Als een polyeder zich verplaatst in de ruimte, en het vlak van de hagedissen tegenkomt, dan is de snede met het vlak een veelhoek. Naarmate de polyeder zich verplaatst zal de veelhoek vervormen, en helemaal verdwijnen als de polyder het vlak voorbij is.  (zoals De man die door muren loopt van Marcel Aymé ?). De hagedissen zien enkel de veelhoeken, maar ze zien ze op een dynamische manier: ze kunnen zien hoe ze vervormen. Met wat ervaring gaan ze misschien uiteindelijk zich een beeld kunnen vormen van die polyeder die ze niet ruimtelijk kunnen zien.

Dat alles roept vele vragen op. Bijvoorbeeld, hoe kunnen hagedissen in een vlak een veelhoek zien? Moeilijke vraag! We kunnen het hen niet vragen. Als men er echter wat over nadenkt, dan ziet men in dat wij hetzelfde probleem hebben. Hoe zien wij voorwerpen met drie dimensies, waarvan de projectie in ons oog terechtkomt op ons netvlies, en dus maar twee dimensies heeft? Er zijn veel antwoorden. Vooreerst hebben wij twee ogen die niet exact hetzelfde zien, en onze hersenen gebruiken die twee lichtjes verschillende beelden om een beeld van drie dimensies samen te stellen.

Maar er is ook het effect van schaduwen, lichtinval, enz. waaruit we informatie afleiden die ons iets zegt over de afstand waarop het object zich bevindt.

Tenslotte, en misschien vooral, hebben we ervaring met de wereld die ons omringt : als we een foto van een voetbal zien, dan herkennen we dat, niettegenstaande het feit dat de foto plat is, want we hebben dat al eerder gezien, en we hebben al eens een voetbal in onze handen gehad.

Laat ons dus niet aarzelen om onze hagedissen twee ogen te geven, en ervaring met hun wereld. Als ze een zeshoek tegenkomen, dan kunnen ze die herkennen. In het boek van Abbott komen al deze vragen met veel humor aan bod.

Cliquez l'image pour un film.

In de film ziet men de vijf regelmatige polyeders die het vlak doorkruisen, en men ziet de sneden/veelhoeken die vervormen. Het is geen gemakkelijke zaak want de sneden hangen af van de manier waarop de polyeder door het vlak vliegt. Als een kubus zich bijvoorbeeld aandient met een zijvlak evenwijdig met het vlak, dan krijgen we geen verassing: de sneden zijn vierkanten. Als men daarentegen een kubus snijdt met een vlak door zijn middenpunt, loodrecht op een diagonaal van de kubus, dan is de snede een regelmatige zeshoek, en dat ligt al minder voor de hand!
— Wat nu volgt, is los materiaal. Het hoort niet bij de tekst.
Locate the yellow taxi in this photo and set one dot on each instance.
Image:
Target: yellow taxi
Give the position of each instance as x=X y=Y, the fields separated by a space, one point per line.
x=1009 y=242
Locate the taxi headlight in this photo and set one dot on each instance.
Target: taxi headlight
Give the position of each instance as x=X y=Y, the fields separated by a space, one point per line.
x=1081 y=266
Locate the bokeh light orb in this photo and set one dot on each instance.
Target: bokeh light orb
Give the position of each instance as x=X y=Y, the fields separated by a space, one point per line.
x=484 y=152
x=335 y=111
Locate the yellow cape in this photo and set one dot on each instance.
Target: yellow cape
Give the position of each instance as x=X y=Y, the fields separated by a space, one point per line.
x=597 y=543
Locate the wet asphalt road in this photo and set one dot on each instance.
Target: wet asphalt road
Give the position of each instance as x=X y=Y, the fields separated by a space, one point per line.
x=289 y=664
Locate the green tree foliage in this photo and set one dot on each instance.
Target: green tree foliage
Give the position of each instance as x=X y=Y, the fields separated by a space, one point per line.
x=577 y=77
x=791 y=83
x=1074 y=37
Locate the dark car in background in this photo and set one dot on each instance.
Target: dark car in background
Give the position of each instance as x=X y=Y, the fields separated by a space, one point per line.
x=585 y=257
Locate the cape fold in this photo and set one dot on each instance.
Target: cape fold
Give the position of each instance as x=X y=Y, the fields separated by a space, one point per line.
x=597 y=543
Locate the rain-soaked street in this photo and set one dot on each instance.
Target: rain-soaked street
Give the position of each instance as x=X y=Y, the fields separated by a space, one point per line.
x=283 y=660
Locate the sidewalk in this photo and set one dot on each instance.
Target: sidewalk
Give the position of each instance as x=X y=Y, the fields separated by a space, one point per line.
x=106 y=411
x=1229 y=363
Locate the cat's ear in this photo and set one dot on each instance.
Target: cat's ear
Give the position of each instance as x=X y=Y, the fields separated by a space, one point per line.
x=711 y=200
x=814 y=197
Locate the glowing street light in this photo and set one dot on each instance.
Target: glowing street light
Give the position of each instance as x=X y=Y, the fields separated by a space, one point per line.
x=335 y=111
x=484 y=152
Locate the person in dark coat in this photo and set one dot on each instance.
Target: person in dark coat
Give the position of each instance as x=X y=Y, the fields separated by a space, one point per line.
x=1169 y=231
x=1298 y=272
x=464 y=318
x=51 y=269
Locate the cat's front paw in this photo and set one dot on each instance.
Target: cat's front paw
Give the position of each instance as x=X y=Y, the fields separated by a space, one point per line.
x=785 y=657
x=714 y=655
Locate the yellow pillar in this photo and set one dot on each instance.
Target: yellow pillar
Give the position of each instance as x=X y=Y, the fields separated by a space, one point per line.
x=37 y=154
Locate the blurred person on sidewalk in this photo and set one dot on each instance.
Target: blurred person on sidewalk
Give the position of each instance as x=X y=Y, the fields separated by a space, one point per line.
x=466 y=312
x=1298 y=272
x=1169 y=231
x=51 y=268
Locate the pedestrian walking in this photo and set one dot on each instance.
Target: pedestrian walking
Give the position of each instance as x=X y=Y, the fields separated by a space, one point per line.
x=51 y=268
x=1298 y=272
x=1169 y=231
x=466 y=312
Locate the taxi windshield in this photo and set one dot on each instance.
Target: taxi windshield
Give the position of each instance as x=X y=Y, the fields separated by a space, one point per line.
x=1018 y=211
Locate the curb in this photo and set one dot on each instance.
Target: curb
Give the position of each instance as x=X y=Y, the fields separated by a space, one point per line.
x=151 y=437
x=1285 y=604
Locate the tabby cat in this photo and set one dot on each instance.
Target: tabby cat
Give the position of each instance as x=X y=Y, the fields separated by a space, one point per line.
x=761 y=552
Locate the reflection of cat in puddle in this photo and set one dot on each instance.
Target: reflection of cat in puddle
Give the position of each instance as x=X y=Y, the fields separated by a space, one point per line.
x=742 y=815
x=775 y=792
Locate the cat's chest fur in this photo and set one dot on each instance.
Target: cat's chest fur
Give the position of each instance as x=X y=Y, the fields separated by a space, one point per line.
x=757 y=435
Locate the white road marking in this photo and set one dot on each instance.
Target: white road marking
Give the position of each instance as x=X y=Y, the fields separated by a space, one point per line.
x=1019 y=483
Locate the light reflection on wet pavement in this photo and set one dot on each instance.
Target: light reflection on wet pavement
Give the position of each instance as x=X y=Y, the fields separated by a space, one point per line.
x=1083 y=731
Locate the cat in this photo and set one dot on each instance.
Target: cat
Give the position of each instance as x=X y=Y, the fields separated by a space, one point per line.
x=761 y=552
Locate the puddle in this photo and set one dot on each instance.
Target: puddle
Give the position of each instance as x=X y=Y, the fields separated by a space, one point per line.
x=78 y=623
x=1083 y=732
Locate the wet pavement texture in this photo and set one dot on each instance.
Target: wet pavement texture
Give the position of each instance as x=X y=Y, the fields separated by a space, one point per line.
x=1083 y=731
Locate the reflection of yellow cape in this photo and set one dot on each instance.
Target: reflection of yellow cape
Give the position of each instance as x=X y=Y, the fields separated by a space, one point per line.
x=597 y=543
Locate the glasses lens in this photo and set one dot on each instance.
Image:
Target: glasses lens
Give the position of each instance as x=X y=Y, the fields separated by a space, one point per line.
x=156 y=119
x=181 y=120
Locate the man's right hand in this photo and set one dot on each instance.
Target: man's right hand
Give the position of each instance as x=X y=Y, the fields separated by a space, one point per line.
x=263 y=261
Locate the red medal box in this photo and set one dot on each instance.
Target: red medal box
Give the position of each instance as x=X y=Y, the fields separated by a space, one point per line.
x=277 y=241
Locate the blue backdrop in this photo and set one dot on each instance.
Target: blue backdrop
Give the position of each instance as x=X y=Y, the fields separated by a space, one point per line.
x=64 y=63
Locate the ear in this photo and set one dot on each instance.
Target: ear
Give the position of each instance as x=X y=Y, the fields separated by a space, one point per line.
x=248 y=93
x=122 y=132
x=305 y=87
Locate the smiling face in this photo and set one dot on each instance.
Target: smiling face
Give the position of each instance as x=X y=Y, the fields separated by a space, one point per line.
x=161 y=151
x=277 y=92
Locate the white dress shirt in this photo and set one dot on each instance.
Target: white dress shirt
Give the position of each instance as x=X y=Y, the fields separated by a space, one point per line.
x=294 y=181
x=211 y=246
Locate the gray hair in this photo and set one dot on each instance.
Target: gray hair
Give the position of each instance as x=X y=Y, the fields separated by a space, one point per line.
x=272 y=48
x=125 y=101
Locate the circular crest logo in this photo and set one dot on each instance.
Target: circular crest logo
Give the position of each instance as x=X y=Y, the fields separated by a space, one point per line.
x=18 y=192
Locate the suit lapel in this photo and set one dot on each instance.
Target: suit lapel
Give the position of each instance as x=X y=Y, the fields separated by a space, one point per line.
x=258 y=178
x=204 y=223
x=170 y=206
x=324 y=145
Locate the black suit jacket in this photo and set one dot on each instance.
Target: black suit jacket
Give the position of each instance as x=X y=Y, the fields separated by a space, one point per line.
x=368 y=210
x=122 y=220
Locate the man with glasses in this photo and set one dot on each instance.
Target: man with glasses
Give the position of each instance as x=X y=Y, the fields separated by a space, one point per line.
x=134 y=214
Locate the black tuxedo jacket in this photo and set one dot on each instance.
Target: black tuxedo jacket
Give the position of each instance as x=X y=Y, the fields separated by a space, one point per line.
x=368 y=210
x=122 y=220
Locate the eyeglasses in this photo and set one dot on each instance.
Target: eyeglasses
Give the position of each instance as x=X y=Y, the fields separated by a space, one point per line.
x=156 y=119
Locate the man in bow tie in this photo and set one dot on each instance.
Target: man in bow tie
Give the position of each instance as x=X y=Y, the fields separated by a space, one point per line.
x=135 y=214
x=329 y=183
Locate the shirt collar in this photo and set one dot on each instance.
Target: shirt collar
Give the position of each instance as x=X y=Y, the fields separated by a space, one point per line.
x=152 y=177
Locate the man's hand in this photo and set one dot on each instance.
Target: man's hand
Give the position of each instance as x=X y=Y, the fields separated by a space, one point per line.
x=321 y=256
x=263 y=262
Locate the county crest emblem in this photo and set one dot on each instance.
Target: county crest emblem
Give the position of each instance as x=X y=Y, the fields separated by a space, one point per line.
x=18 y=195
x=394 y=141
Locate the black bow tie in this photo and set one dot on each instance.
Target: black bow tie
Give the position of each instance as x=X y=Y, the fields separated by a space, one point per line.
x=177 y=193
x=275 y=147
Nadat alle polyeders het vlak doorkruist hebben komt Escher met oefeningen. Hij toont veelhoeken in het vlak die vervormen, en U moet raden welke polyeder bezig is het vlak te doorkruisen, alsof U een platte hagedis was! Deze oefening is niet eenvoudig, en we wensen U geluk! De methode van de sneden is dus niet ideaal, en we moeten nog iets anders vinden...

5. De stereografische projectie

Hier is een tweede idee, dat op het eerste zicht wat bizar lijkt, maar dat zeer nuttig zal zijn voor het vervolg (wanneer het onze beurt is om "plat" te zijn, platgedrukt in drie dimensies, en iemand van ons wordt uitgekozen om ons objecten in vier dimensies te tonen). We hebben geleerd hoe we een sfeer, de Aarde, kunnen projecteren op een vlak door middel van de stereografische projectie, en we hebben gezien dat, hoewel deze projectie de lengten verandert, ze toch een vrij nauwkeurig beeld geeft van de geografie van de Aarde. (vooral als we de Aarde laten rollen op een vlak)

We zouden hier hetzelfde kunnen doen: de vijf polyeders laten rollen op een vlak en ze stereografisch projecteren . Een kubus wil natuurlijk niet goed rollen. We blazen daarom de polyeders op tot ze juist op een sfeer liggen. Laten we dat eens doen met de kubus.

Het oppervlak van een kubus bestaat uit 6 vierkante zijvlakken. We projecteren deze zes vlakken radiaal vanuit het middenpunt op een sfeer die door de acht hoekpunten gaat. We hebben zo in zekere zin de kubus opgeblazen en helemaal rond gemaakt. Zo krijgen we een sfeer met zes zones, die nu niet meer vierkant zijn, want hun randen zijn stukken van cirkels.Toch bekomen we zo een goed beeld van de kubus die het voordeel heeft te kunnen rollen op een vlak als een bal.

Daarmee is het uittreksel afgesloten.